Zachary Mowitz

A native of Princeton, NJ, cellist Zachary Mowitz made his solo debut with the Philadelphia Orchestra in July 2018 as winner of the Greenfield Competition. An artist who wears many hats, Zachary is Artistic Director of ensemble132 and Nodality Music, and associated artist at the Queen Elisabeth Music Chapel, and co-founded Trio St. Bernard – the 2018 Gold Prize winner of the Chesapeake Chamber Music Competition. He has performed with the New York Philharmonic, the Philadelphia Orchestra, the Indianapolis Symphony, and has played as Guest Principal Cello with the Colorado Music Festival Orchestra and Princeton Symphony Orchestra. In the summers of 2022 and 2023, he appeared at the Marlboro Music Festival and in Fall of 2024, he will join the Los Angeles Philharmonic.

Zachary graduated from the Curtis Institute of Music in 2018, where he studied with Carter Brey and Peter Wiley and served as principal cello of the Curtis Symphony Orchestra. He subsequently studied at the Queen Elisabeth Music Chapel with Gary Hoffman in Belgium, and at the Royal College of Music with Richard Lester. 

Having played with artists such as Itzhak Perlman, Joseph Lin, Tara Helen O’Connor, Hsin-Yun Huang, and Robert McDonald, Zachary has an intense passion for chamber music. In 2019 he co-founded ensemble132, a chamber music collective that presents innovative programs of their own exciting, original transcriptions of classical masterworks, paired with staples of the traditional chamber music repertoire. Zachary has appeared throughout the United States, visiting halls such as the Kimmel Center’s Verizon Hall and Perelman Hall, Carnegie Hall's Stern Auditorium, Alice Tully Hall, Columbia University’s Miller Theater, and Johns Hopkins’ Shriver Hall. He has also toured extensively in Europe playing in venues such as the Salzburg Mozarteum, both halls of the Berlin Konzerthaus, Krzysztof Penderecki European Center for Music, Vienna Konzerthaus, Helsinki Music Centre, and London’s Cadogan Hall.

As a young musician he performed as soloist with orchestras throughout New Jersey and Pennsylvania. He also appeared on Heifetz on Tour and the radio show From the Top, and has had performances broadcast by PBS and Philadelphia’s WHYY. In 2017, he was the subject of a feature story in the Philadelphia Inquirer. 

Invested in expanding the impact of classical music, Zachary has dedicated considerable time and energy to a community engagement programs, including: organizing a benefit concert for immigrant families in partnership with ACLU and the Shut Down Berks Campaign, featuring musicians from the Philadelphia Orchestra, Daedalus Quartet, and Curtis Institute; performing for Music For Food; extensive touring to schools throughout New Mexico with Music From Angel Fire; an education residency at St. Andrew’s School in Middletown, DE; and song-writing workshops at Philadelphia's Project HOME. In 2022-23, he was a Community Artist Fellow at the Curtis Institute, where he led a climate justice education program in the Philadelphia school district and served people living with dementia in partnership with Penn Memory.

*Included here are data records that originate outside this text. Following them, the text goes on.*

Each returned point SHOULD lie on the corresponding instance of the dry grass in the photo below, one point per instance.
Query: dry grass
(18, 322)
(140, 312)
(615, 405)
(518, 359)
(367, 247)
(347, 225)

A fervent advocate for new music and innovative programming, Zachary has premiered an array of new works by prominent and young composers alike, including the world premiere of Richard Danielpour’s string quintet Shattered Vessel at Music from Angel Fire in 2019. He has presented two newly commissioned works for solo cello by Nick DiBerardino and Zachary’s own father, Ira Mowitz, in a series of interactive lecture-recitals named Suite Talk. Nick and Zach have since captured the best of this program in a video series with Guarneri Hall and launched the nonprofit Nodality Music, a nonprofit that cultivates direct links between artists, audiences, and broader culture with narrative-driven musical experiences.

Zachary was awarded First Prize in the 2020 World Bach Competition and is the cellist of Philadelphia’s Gamut Bach Ensemble. He is based in New York and co-teaches a class on social entrepreneurship and climate justice at the Curtis Institute. In his spare time, Zachary enjoys exploring the endless world of podcasts and tossing a frisbee.